My colleagues and I have worked on this, mostly with the lens/tools of bedrock mapping and thermochronology, and neotectonic mapping and cosmogenic nuclide dating. The former gives insight into million-year timescales of deformation, and the latter into thousands to hundreds of thousands of year timescales. The neotectonics is still a work in progress, and it's not mostly my work.

South Lunggar Rift

The big half of my dissertation involved bedrock and Quaternary mapping of the South Lunggar rift in southwestern Tibet. This was a great project; my advisor and his buddies had done a little work in the North Lunggar rift to the north, but the rift to the south (on the other side of some passes) was completely unstudied, except for some InSAR and teleseismic work done on the 2008 M6.8 Zhongba earthquake, which occurred on the Palung Co fault in the rift.

So I got to take a basically unknown area and bring it into the 21st century, knowledge-wise. It was a lot of work, but it was a wonderful experience. We showed that the rift was a horst with two rift basins on either side, and the north(west)ern part of the horst is an active metamorphic core complex, with a well-developed mylonitic shear zone, fault scarps in moraine at the base with over a hundred meters of cumulative offset, etc. We did zircon (U-Th)/He dating and thermal modeling that showed that rifting initiated in the mid- Miocene at slow rates (< 1 mm/a) and then sped up dramatically at ~8 Ma to about 2.5-3 mm/a, when the South Lunggar detachment and core complex switched on. We published a paper in Tectonics in Oct. 2013 about it (pdf). Good stuff!

North Lunggar Rift

My good friend and colleague Kurt Sundell headed up a similar project to my South Lunggar Rift in the North Lunggar Rift, to the north. There was a little more mapping done previously in the range, so Kurt really focused on thermochronology. We published the work in Tectonics in 2013 (pdf).

Lunggar Rifting and Indian underthrusting

One of the cooler things to come out of the Lunggar Rift work was that extension in the rifts clearly accelerated well after rifting initiated (by millions of years). This was evident in both my modeling with Pecube and with Kurt's 1.5-ish-dimensional modeling. But because we used different techniques, we weren't able to directly compare our results. Therefore, I went through and re-modeled all of the North Lunggar thermochronological data with Pecube. When combined with results from the south, it became evident that the timing of acceleration propagates north; so basically, there is a wave of rapid extension that is moving northward. This wave tracks in front of the northern tip of India, and our interpretation is that crustal thickening at depth is causing crustal extension near the surface as the orogen maintains an equilibrium between horizontal, tectonic forces and vertical, gravitational ones. We published this work in Nature Geoscience in February 2015 (pdf).

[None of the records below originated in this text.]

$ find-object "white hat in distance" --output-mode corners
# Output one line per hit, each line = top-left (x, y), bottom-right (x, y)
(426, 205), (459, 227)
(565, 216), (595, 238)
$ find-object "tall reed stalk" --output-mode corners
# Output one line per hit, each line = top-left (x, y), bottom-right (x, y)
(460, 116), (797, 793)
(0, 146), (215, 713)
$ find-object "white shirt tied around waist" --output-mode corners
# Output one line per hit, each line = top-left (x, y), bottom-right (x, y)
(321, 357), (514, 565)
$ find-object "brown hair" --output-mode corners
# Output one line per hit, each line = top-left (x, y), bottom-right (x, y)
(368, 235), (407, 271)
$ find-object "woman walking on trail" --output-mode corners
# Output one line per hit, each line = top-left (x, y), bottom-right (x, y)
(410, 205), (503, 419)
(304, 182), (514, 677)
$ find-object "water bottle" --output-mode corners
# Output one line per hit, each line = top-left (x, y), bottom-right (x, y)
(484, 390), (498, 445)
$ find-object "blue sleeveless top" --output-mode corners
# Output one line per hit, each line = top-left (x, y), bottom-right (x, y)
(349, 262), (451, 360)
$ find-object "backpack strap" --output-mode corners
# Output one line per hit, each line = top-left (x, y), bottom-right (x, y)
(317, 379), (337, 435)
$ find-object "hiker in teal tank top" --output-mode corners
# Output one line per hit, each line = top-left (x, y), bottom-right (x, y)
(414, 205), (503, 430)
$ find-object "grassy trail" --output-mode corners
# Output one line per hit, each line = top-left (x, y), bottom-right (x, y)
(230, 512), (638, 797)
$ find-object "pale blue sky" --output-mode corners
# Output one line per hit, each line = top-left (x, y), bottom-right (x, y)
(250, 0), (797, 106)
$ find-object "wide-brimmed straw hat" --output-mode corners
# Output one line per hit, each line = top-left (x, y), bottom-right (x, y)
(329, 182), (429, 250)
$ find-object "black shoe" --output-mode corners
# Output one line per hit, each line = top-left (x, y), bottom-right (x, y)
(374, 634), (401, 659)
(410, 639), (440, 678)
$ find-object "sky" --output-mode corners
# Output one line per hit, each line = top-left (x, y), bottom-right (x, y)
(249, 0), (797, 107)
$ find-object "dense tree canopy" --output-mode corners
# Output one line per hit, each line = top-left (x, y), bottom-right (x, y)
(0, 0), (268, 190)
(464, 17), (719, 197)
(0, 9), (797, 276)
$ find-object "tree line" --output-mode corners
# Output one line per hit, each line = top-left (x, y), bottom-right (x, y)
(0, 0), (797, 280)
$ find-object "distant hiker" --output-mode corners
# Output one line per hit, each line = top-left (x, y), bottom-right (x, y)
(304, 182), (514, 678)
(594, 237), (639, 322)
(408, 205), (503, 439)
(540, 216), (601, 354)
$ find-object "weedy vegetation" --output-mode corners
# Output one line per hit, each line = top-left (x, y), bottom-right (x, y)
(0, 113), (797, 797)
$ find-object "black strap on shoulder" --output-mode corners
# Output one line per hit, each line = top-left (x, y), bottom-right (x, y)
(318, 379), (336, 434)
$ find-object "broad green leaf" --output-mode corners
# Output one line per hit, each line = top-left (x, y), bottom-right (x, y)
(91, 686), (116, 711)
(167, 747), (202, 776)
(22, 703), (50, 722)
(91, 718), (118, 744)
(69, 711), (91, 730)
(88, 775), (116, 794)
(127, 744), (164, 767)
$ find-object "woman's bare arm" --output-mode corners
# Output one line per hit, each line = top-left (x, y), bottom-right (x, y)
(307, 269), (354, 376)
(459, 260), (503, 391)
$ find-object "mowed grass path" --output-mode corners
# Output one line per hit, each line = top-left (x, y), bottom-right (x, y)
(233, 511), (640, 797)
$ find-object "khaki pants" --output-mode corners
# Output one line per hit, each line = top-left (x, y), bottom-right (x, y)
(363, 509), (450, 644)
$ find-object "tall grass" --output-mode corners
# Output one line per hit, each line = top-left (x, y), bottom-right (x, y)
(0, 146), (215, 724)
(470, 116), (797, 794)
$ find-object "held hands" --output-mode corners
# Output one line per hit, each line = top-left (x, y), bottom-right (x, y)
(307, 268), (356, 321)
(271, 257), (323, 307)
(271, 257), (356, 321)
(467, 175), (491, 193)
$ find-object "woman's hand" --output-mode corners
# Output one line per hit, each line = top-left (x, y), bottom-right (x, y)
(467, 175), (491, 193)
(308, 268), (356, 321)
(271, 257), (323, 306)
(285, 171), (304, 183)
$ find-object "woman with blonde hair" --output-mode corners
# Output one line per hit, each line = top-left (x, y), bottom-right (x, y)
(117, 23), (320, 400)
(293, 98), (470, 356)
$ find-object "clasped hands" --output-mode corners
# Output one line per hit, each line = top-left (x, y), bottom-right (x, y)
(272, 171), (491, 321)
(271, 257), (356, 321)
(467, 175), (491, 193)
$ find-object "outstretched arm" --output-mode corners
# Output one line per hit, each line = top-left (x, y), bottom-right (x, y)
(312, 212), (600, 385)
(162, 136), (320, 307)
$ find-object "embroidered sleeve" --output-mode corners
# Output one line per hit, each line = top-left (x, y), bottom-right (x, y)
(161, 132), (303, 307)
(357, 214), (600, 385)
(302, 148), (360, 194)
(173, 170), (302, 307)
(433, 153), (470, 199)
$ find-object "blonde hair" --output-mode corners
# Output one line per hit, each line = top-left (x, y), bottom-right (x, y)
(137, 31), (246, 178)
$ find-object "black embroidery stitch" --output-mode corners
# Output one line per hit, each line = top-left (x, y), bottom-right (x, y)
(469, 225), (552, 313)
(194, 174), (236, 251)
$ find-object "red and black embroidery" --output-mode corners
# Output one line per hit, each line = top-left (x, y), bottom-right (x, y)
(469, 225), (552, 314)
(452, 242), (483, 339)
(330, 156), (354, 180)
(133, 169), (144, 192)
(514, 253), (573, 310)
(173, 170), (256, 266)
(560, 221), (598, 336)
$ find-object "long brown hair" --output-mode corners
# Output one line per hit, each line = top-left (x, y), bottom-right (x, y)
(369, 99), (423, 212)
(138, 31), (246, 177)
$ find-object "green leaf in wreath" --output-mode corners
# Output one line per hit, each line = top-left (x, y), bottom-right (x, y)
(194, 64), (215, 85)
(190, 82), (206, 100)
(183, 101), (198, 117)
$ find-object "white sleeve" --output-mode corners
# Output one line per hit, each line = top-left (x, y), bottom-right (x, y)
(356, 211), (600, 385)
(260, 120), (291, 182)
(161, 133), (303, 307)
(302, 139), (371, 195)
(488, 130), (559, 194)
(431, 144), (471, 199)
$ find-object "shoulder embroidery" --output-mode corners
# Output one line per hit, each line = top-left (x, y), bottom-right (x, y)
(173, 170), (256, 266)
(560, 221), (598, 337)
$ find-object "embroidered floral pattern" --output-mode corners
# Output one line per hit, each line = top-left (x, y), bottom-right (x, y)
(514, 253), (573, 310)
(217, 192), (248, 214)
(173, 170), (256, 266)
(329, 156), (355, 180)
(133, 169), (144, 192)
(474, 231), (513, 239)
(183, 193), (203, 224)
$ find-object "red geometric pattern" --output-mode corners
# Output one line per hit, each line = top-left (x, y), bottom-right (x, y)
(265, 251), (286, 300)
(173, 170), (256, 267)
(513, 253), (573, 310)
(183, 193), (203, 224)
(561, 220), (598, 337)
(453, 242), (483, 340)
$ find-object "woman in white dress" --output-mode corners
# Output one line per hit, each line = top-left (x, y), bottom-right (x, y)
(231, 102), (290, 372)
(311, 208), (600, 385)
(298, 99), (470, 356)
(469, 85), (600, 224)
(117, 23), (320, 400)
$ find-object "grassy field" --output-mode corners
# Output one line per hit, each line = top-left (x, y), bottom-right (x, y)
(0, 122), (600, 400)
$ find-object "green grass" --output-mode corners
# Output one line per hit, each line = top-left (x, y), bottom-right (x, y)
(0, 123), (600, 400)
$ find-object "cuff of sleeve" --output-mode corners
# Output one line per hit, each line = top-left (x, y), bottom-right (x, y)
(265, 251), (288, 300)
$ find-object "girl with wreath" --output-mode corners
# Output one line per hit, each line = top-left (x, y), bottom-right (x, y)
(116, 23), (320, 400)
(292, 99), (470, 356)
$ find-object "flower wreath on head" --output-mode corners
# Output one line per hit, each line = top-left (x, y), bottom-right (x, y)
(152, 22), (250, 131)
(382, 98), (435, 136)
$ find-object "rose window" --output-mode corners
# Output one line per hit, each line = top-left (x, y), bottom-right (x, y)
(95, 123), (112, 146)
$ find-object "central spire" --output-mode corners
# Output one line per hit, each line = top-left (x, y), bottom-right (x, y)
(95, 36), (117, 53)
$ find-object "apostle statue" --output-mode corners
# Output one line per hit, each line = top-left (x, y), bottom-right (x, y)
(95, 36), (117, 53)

2010 Sierra El Mayor - Cucapah earthquake fault scarp LiDAR measurement

This was a fairly short project for me. I helped do LiDAR scans of a segment of the Cucapah rupture, and some data management. Colleagues at UC Davis (mostly Austin Elliott and Peter Gold) have done most of the analysis, which is differencing the yearly scans of the fault to quantify fault scarp degradation patterns and rates.

Nicaraguan Geodesy and Tectonics

My MS thesis at University of Arkansas, with Glen Mattioli. We knew that the Nicaraguan forearc was translating quite rapidly (>10 mm/yr) relative to the rest of the country, but it wasn't clear where the faults that accommodated this motion were. I set up several transects of arc-perpendicular GPS sites over several tens of km to demarcate the shear zone (one or several faults) and get a better estimate of the slip rates. Turns out that the fault is right under the volcanic arc, which is why even though it's mega fast (14-17 mm /yr) it's not visible.

Montserrat syn-eruptive ground deformation

Spent about a year attempting to model huge and rapid surface deformations on Montserrat during the 2003 eruption and dome collapse. Did a lot of work with vertically stacked Mogi sources, but nothing really fit quite right. Turns out that the deformation wasn't real but was caused by the volcanic plume disturbing the atmosphere enough to really screw up the GPS signals. Learned a lot about modeling, though.